From: Jeni Tennison <jeni@jenitennison.com>
Date: Wed, 10 Jun 2015 10:24:38 +0100
To: Anne van Kesteren <annevk@annevk.nl>
Cc: "www-international@w3.org" <www-international@w3.org>, public-csv-wg@w3.org, Steven Atkin <atkin@us.ibm.com>
Message-ID: <etPan.55780256.5cc2a7b5.ed@jenit.local>

Hi Anne,

On 10 June 2015 at 09:52:19, Anne van Kesteren (annevk@annevk.nl) wrote:
> On Wed, Jun 10, 2015 at 10:45 AM, Jeni Tennison wrote:
> > 5. Read the file using the encoding, as specified in [encoding], using the replacement  
> > error mode.
>  
> So far so good. Though have you defined how to obtain the encoding
> from a string?

As currently defined, the encoding is specified through a flag (see http://w3c.github.io/csvw/syntax/#dfn-encoding) and must be one of the values specified in the encoding spec. It is either set explicitly in the JSON metadata document supplied for the CSV file or through the charset in the Content-Type header. Otherwise it defaults to utf-8.

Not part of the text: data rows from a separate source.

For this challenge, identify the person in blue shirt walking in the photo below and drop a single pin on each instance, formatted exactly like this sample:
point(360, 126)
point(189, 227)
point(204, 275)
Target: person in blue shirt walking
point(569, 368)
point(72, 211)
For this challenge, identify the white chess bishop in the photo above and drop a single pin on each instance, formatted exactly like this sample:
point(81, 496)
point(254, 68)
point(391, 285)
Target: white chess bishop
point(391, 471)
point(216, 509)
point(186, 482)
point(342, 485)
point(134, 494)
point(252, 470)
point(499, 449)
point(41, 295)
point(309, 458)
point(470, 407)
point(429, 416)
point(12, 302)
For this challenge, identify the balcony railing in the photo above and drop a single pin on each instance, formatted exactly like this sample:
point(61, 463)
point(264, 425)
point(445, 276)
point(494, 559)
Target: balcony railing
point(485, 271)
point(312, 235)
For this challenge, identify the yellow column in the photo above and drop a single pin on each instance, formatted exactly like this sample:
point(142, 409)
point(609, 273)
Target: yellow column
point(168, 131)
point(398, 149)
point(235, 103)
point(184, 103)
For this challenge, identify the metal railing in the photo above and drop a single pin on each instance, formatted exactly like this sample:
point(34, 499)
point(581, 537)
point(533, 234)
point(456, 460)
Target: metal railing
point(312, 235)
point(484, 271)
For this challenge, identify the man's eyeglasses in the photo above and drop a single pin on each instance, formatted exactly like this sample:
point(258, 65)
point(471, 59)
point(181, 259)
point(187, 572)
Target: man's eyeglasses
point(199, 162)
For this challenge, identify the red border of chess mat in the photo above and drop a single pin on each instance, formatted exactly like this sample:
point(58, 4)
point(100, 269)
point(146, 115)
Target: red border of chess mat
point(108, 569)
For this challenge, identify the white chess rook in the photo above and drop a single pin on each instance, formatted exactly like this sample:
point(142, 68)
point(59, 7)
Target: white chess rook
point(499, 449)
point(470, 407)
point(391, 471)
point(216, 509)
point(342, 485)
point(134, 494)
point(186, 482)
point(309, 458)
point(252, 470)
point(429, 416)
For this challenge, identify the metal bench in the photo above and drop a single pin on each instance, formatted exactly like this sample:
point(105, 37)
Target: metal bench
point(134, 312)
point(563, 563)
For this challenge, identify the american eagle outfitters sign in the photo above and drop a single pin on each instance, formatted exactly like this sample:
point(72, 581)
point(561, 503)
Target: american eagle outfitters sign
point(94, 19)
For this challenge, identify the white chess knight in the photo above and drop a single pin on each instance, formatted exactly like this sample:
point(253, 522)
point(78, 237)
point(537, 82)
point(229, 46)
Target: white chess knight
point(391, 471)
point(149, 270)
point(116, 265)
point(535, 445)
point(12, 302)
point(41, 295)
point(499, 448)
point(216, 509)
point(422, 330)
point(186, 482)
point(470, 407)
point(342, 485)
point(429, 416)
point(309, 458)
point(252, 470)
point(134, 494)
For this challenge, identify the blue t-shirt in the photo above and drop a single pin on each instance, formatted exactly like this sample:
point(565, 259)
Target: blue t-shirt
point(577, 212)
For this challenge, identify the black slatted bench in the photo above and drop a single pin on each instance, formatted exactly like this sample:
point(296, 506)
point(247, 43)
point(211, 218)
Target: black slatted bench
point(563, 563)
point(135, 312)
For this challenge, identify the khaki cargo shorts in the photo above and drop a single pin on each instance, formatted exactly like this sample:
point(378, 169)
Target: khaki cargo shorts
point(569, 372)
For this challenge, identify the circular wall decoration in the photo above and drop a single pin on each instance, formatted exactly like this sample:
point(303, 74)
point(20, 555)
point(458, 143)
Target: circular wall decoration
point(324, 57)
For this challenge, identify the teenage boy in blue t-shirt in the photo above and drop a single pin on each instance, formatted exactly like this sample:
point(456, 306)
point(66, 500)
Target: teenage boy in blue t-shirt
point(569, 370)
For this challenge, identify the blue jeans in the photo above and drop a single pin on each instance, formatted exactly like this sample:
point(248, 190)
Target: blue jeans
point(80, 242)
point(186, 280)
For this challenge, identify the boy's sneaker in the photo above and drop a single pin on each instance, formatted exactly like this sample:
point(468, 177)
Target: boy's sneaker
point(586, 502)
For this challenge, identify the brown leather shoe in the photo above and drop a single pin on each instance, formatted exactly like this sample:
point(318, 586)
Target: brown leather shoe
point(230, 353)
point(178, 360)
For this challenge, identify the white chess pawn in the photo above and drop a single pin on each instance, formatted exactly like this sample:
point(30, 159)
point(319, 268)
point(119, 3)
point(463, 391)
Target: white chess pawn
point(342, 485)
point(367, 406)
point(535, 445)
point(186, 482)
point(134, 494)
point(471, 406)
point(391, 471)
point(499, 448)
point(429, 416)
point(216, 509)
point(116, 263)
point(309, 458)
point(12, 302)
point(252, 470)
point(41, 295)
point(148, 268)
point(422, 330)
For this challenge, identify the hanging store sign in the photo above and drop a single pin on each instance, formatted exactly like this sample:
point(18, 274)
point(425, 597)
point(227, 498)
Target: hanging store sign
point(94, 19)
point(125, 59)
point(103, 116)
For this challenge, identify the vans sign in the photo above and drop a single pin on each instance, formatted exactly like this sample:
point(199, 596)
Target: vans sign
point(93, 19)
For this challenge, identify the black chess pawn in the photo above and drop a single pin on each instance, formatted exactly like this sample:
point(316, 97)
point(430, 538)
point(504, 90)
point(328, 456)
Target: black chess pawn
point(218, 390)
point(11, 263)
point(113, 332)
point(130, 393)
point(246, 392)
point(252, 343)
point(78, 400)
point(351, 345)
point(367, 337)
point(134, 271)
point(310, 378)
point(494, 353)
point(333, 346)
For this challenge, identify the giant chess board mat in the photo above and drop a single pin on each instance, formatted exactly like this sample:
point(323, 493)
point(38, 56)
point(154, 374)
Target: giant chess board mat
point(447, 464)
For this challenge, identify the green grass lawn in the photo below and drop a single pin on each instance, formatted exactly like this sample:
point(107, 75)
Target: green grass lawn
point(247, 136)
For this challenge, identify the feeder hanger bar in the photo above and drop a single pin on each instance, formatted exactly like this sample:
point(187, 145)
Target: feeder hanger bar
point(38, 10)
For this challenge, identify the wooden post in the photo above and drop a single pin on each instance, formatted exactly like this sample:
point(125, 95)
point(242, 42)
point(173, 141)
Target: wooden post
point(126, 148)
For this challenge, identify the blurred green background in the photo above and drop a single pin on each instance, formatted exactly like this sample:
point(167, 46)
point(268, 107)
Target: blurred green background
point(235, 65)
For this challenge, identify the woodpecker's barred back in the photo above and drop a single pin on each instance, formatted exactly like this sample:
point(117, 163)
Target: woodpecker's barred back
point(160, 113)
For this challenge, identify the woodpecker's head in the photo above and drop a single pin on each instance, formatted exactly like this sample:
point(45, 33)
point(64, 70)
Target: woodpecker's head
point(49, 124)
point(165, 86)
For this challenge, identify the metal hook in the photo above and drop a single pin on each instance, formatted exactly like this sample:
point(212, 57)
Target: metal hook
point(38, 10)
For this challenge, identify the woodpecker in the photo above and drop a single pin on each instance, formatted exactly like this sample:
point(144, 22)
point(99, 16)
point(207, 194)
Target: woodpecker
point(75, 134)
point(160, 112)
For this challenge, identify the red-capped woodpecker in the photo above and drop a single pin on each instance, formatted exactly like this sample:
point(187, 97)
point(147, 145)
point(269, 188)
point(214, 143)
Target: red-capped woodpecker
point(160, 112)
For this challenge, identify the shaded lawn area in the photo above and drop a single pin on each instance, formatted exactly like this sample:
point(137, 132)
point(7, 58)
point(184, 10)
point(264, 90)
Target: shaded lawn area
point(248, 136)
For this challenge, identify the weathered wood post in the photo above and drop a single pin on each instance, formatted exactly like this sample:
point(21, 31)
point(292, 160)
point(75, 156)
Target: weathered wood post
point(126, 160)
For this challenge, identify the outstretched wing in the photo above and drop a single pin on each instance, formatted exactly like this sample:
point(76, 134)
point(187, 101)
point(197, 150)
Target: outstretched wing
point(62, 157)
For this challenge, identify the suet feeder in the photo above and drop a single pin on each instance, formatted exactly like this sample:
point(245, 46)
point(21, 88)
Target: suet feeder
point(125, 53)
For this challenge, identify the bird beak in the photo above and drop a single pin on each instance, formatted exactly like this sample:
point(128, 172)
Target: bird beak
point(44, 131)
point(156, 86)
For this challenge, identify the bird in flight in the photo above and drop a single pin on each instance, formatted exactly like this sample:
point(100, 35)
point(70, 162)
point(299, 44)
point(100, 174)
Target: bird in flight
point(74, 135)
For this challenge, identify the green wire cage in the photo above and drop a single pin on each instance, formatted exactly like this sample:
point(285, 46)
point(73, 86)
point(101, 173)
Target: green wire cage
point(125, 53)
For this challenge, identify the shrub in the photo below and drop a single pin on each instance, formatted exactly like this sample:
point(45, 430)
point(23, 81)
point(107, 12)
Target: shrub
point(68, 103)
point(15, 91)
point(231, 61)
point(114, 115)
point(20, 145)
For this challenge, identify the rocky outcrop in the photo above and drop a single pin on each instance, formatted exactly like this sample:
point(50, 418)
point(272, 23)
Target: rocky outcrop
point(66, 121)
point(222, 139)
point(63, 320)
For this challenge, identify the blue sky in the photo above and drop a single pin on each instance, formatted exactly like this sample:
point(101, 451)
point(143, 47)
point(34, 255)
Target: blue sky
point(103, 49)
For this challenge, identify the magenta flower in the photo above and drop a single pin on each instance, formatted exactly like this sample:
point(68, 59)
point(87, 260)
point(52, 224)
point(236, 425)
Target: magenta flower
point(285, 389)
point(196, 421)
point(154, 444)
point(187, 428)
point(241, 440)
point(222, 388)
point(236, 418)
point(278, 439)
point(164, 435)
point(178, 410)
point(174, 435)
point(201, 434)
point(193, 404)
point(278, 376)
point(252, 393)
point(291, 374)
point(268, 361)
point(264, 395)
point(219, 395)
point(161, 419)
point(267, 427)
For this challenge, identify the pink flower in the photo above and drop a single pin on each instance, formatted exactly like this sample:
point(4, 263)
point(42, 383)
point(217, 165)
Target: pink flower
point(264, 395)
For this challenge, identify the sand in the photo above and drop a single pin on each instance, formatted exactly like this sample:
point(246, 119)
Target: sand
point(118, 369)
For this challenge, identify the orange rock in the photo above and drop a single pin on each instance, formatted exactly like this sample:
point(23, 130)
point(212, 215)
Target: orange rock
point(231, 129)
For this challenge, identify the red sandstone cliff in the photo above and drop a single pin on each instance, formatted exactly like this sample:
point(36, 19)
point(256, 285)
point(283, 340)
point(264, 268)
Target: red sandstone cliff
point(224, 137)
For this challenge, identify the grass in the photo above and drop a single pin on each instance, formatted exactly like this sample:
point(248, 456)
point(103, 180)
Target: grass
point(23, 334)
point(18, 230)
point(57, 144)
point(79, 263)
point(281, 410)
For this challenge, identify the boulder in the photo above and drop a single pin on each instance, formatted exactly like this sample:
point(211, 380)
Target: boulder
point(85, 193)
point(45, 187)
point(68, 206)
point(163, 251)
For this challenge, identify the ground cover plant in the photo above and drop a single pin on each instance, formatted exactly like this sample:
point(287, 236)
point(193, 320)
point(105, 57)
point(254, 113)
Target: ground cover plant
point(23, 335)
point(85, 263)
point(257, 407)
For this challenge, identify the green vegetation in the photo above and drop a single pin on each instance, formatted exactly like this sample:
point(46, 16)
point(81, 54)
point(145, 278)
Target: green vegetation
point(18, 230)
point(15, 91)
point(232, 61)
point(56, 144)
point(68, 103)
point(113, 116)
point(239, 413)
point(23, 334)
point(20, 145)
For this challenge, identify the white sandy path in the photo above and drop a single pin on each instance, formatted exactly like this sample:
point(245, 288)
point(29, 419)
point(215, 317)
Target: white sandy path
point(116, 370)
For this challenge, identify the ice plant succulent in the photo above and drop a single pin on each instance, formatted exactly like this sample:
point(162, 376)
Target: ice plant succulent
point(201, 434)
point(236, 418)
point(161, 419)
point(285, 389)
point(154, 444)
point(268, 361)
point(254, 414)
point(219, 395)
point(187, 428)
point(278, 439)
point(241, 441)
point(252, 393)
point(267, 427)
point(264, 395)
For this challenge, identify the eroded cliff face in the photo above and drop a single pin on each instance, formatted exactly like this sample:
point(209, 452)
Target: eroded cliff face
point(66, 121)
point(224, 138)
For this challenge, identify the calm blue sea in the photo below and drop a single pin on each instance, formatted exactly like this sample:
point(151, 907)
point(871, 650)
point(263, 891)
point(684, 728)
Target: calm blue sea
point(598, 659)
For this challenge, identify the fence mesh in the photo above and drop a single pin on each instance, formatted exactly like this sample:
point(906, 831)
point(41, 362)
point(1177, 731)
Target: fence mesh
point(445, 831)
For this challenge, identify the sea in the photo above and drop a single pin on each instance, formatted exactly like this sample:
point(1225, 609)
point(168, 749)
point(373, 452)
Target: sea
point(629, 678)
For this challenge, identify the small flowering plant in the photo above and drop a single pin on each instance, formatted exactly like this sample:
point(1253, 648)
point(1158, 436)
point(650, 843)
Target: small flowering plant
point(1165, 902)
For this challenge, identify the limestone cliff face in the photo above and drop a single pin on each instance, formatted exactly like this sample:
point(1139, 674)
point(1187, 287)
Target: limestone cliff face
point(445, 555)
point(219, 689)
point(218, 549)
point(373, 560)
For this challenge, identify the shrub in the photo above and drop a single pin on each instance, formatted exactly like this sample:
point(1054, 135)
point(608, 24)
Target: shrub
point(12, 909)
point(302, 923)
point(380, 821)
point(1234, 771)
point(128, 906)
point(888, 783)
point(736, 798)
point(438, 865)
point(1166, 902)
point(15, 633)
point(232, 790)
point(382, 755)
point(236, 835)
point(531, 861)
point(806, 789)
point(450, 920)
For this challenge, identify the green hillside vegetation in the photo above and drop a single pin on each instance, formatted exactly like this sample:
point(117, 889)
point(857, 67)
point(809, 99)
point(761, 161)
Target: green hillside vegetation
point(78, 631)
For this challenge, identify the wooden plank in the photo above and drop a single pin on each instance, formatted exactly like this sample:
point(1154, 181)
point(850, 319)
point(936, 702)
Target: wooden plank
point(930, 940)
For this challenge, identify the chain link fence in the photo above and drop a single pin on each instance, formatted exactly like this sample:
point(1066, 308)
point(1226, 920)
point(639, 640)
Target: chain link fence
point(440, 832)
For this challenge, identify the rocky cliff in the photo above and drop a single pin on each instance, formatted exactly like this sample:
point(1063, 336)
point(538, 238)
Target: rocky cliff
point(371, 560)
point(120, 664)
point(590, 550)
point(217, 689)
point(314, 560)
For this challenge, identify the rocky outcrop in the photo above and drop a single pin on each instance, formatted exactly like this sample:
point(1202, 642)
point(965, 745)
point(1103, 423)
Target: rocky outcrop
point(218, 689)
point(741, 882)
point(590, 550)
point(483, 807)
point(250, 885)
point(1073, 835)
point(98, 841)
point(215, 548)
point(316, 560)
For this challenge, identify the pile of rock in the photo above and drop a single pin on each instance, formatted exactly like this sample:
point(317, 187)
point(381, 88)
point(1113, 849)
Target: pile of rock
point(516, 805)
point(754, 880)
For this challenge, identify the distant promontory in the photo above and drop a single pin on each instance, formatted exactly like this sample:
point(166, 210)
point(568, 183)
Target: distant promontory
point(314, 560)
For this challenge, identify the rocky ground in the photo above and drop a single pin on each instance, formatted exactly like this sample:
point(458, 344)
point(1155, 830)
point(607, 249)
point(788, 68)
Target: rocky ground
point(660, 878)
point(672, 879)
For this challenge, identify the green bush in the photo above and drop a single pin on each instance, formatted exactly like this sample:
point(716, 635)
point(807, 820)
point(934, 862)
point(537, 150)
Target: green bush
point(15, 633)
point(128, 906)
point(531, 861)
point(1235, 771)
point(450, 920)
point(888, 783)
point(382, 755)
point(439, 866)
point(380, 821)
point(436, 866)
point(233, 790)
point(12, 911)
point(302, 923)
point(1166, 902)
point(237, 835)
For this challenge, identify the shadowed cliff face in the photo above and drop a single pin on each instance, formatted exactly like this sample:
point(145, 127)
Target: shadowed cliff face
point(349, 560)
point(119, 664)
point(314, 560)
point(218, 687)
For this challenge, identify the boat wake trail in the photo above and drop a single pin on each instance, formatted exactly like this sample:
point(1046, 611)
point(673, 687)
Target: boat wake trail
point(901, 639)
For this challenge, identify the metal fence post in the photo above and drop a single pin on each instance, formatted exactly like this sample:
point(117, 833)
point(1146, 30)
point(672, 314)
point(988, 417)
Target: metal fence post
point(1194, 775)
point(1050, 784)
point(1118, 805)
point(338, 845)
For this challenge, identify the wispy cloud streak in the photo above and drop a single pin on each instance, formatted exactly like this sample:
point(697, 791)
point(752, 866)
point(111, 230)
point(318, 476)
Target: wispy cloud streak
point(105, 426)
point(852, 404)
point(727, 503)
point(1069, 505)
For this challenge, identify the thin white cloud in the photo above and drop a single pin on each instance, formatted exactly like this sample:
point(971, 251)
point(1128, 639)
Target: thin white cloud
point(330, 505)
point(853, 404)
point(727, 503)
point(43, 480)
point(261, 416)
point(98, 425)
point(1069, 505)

Would you recommend an alternative approach?

> > If the encoding is not a Unicode encoding, use a normalizing transcoder
> > to normalize into Unicode Normal Form C as defined in [UAX15].
>  
> 1) What is a Unicode encoding?

What would you recommend that we say? The comments from Steven on behalf of the I18N WG simply said “not in Unicode”, would that be a better way of framing it than “not a Unicode encoding”?

> 2) What encodings would be affected by this?

Are you asking us to list the encodings that aren’t Unicode encodings, in the spec?

Please suggest improved wording where it’s not right; you’re the experts. We’re also very happy to receive pull requests.

Thanks,

Jeni
-- 
Jeni Tennison
http://www.jenitennison.com/

Received on Wednesday, 10 June 2015 09:25:06 UTC